Mechanical ventilation performance is a key issue related both to energy efficiency and indoor air quality. There are several techniques for measuring ventilation rates in buildings, such as blower boor tests, flow hoods, VAV box measurements and tracer-gas techniques. From several decades ago, tracer-gas techniques are recognized as the most widely employed method to estimate air exchange rate in buildings. These methods are based on the study of the temporal evolution of the concentration of an injected gas. These methods are usually expensive and do not allow the occupancy of the building during the tests. This issue also limits severely the number of buildings to be evaluated. Despite the natural presence of CO2 in the atmosphere, there has been a growing interest in using it as a tracer gas. It has been shown recently that it is possible to estimate the ventilation rates by means of the decay method using in-situ CO2 measurements from transmitters available on the market.
On the other hand, there is a growing tendency to move to the smart paradigm, which usually implies to add more and more sensors to the buildings to achieve better controls, among other applications. Modern Building Energy Management Systems (BEMS) allow the access to a high quantity of data in different formats and resolutions, such as signals from sensors and actuators, set-point temperatures, schedules, digital switches, alarms, plots or reports.

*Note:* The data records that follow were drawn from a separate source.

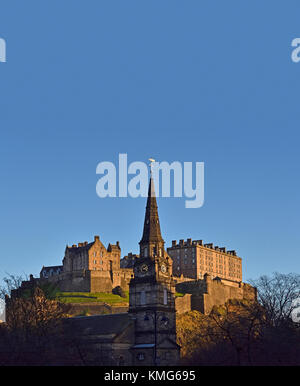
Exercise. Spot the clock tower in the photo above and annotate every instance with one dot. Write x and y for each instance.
(152, 295)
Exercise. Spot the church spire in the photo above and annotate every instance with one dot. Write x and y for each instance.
(151, 233)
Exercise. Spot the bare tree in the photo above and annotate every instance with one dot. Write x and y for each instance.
(278, 295)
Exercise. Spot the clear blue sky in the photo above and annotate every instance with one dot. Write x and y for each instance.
(209, 81)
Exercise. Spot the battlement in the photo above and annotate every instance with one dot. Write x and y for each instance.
(190, 243)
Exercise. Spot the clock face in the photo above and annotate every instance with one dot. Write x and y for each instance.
(144, 268)
(164, 321)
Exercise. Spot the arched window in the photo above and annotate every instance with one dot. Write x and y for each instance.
(165, 297)
(143, 298)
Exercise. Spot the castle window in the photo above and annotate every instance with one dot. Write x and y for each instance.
(141, 356)
(143, 298)
(165, 296)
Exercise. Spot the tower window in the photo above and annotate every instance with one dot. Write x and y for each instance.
(165, 296)
(143, 297)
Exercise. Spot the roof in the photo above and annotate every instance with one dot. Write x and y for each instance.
(77, 249)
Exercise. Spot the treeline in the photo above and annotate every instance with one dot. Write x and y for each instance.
(266, 332)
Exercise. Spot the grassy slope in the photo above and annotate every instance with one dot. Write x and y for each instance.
(87, 297)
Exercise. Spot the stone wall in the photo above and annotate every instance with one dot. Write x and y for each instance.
(183, 303)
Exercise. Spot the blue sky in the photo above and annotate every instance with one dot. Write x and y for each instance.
(208, 81)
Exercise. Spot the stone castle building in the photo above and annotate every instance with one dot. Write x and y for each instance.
(193, 259)
(89, 267)
(146, 334)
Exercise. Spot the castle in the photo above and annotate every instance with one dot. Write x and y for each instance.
(145, 334)
(89, 267)
(205, 274)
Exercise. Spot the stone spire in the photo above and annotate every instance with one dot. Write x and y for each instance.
(151, 233)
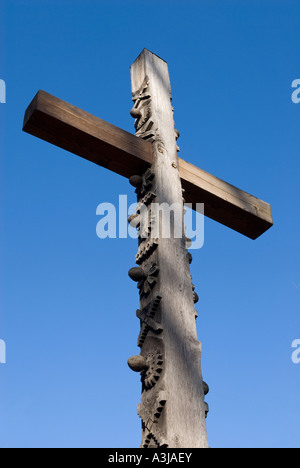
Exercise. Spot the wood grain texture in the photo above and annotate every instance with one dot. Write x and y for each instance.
(182, 424)
(85, 135)
(104, 144)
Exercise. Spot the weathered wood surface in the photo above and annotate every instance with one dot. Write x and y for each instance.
(81, 133)
(173, 409)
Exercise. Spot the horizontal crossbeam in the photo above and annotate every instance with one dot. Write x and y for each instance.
(104, 144)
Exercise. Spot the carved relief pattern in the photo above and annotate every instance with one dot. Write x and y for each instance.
(142, 112)
(148, 323)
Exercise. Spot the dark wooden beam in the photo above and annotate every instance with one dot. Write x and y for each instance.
(104, 144)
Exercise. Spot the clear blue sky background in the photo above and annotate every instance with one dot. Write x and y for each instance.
(67, 304)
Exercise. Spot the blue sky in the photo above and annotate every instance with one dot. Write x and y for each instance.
(67, 304)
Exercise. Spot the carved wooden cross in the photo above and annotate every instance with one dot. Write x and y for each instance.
(172, 407)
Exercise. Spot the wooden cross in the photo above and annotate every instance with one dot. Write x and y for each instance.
(172, 407)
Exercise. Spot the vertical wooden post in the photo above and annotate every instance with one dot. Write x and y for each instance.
(172, 405)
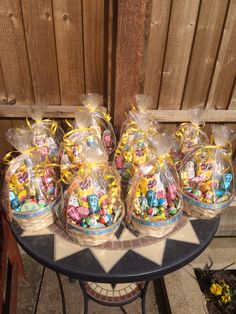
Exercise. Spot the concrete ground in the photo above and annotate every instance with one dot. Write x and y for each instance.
(39, 292)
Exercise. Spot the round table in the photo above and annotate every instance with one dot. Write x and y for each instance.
(125, 259)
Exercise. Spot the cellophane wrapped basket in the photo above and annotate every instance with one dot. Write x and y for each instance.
(134, 146)
(189, 136)
(32, 193)
(93, 207)
(47, 134)
(91, 116)
(154, 200)
(75, 144)
(207, 178)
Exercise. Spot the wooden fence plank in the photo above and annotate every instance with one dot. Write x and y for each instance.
(205, 46)
(160, 12)
(3, 94)
(232, 104)
(180, 37)
(93, 28)
(224, 74)
(5, 146)
(39, 30)
(129, 49)
(69, 45)
(13, 53)
(168, 116)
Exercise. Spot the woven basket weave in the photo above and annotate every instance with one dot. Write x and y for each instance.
(156, 229)
(92, 236)
(28, 220)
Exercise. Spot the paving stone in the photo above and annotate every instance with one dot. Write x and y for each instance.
(227, 225)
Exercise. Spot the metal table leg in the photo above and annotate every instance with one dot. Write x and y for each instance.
(86, 299)
(62, 293)
(143, 296)
(88, 296)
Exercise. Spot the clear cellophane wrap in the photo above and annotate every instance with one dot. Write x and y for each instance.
(206, 174)
(31, 181)
(47, 134)
(91, 115)
(134, 145)
(154, 200)
(92, 202)
(189, 135)
(76, 144)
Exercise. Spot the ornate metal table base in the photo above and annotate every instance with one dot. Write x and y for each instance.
(117, 295)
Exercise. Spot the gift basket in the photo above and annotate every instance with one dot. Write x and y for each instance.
(92, 116)
(47, 134)
(154, 200)
(32, 194)
(134, 145)
(189, 135)
(93, 208)
(73, 147)
(207, 178)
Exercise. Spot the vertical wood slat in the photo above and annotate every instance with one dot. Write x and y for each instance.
(93, 32)
(232, 104)
(129, 49)
(69, 46)
(160, 12)
(3, 94)
(13, 53)
(111, 39)
(180, 37)
(224, 74)
(39, 31)
(207, 38)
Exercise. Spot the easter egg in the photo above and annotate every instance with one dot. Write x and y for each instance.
(173, 211)
(22, 196)
(29, 206)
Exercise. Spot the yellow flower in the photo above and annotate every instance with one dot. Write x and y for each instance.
(216, 289)
(225, 298)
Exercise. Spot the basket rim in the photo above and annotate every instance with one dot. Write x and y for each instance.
(97, 230)
(195, 202)
(39, 212)
(158, 223)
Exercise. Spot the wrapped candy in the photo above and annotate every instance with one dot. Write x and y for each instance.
(93, 208)
(189, 135)
(154, 200)
(207, 176)
(75, 144)
(134, 145)
(91, 116)
(47, 135)
(31, 189)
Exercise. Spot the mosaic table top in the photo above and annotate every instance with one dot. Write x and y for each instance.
(127, 258)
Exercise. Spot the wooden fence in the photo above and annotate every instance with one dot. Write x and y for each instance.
(180, 52)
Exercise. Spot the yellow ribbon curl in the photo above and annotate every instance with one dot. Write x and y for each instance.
(53, 124)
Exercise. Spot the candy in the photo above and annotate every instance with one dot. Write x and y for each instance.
(151, 198)
(14, 201)
(22, 196)
(29, 206)
(173, 211)
(93, 203)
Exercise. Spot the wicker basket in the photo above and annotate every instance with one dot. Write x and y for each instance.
(37, 220)
(156, 229)
(28, 220)
(92, 236)
(203, 210)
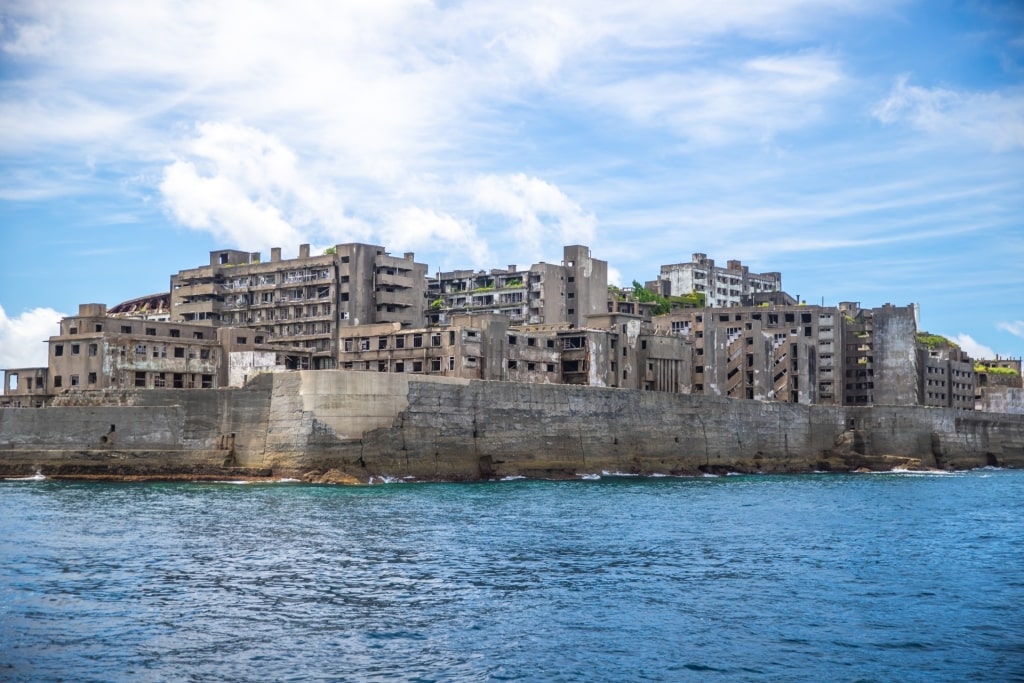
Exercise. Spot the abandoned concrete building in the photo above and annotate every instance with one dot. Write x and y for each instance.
(151, 307)
(721, 287)
(815, 354)
(998, 386)
(612, 350)
(946, 378)
(356, 307)
(542, 294)
(95, 351)
(302, 301)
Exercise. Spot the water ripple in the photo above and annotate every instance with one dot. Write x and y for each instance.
(731, 579)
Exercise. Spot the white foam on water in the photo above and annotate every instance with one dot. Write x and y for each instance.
(384, 479)
(38, 476)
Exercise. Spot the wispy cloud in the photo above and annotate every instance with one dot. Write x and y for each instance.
(23, 337)
(1016, 328)
(755, 99)
(973, 348)
(995, 119)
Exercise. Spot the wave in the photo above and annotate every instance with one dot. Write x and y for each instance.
(38, 476)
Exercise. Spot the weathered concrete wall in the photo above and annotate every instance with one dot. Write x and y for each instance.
(368, 424)
(1003, 399)
(359, 425)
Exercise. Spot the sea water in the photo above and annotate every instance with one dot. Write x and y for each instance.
(897, 577)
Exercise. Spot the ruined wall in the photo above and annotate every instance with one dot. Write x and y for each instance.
(398, 425)
(368, 424)
(895, 364)
(1003, 399)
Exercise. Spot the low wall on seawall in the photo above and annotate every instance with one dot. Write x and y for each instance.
(372, 424)
(356, 425)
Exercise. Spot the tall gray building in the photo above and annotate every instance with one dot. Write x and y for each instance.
(301, 302)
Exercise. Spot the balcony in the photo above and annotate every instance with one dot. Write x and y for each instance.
(385, 280)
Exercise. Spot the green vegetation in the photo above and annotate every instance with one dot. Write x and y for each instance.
(691, 300)
(663, 304)
(1010, 372)
(931, 341)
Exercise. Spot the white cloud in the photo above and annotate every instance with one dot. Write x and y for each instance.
(23, 338)
(995, 119)
(536, 212)
(415, 228)
(756, 99)
(973, 348)
(245, 186)
(1015, 328)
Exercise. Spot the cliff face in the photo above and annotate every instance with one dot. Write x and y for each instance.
(358, 425)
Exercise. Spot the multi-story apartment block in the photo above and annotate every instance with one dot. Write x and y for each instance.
(152, 307)
(543, 294)
(946, 378)
(612, 350)
(784, 353)
(26, 387)
(799, 353)
(96, 351)
(880, 354)
(302, 301)
(998, 385)
(721, 287)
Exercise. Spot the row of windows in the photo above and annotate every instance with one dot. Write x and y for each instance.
(130, 329)
(75, 380)
(383, 342)
(434, 365)
(532, 367)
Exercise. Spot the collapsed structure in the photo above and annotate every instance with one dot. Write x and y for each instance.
(356, 307)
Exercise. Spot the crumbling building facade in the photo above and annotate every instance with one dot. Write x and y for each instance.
(721, 287)
(302, 301)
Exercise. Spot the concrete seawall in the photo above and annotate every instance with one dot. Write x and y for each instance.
(352, 426)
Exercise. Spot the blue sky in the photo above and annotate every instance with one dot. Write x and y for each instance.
(870, 152)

In this work in-situ measurements are combined with data coming from BEMS to evaluate the mechanical ventilation performance of three different office buildings in different regions of Spain. Starting from metabolic CO2 production from occupants of the buildings, a series of conditions are identified in to be able to evaluate the mechanical ventilation performance. Those conditions are translated into an algorithm, programmed in the Python language, which access the different sources of information to wrangle, cluster and finally calculate the mechanical ventilation performance. This operation is performed for five years of available experimental data and information in different formats, performing a search in more than 100 Gb. of information. This situation falls into the computational framework known as Big Data, as stated by the ICT community.
For the first of the buildings (located at Almería) the methodology is detailed and demonstrated through the complete series of five years of data. Thanks to the application of this technique, a mechanical ventilation rate is obtained in perfect agreement with the design values in different situations. The technique is then applied in two different buildings (located at Madrid and at Valladolid) to assess their respective ventilation rates.
Finally, some conclusions are summarised and possible improvements of the method are pointed out as future work.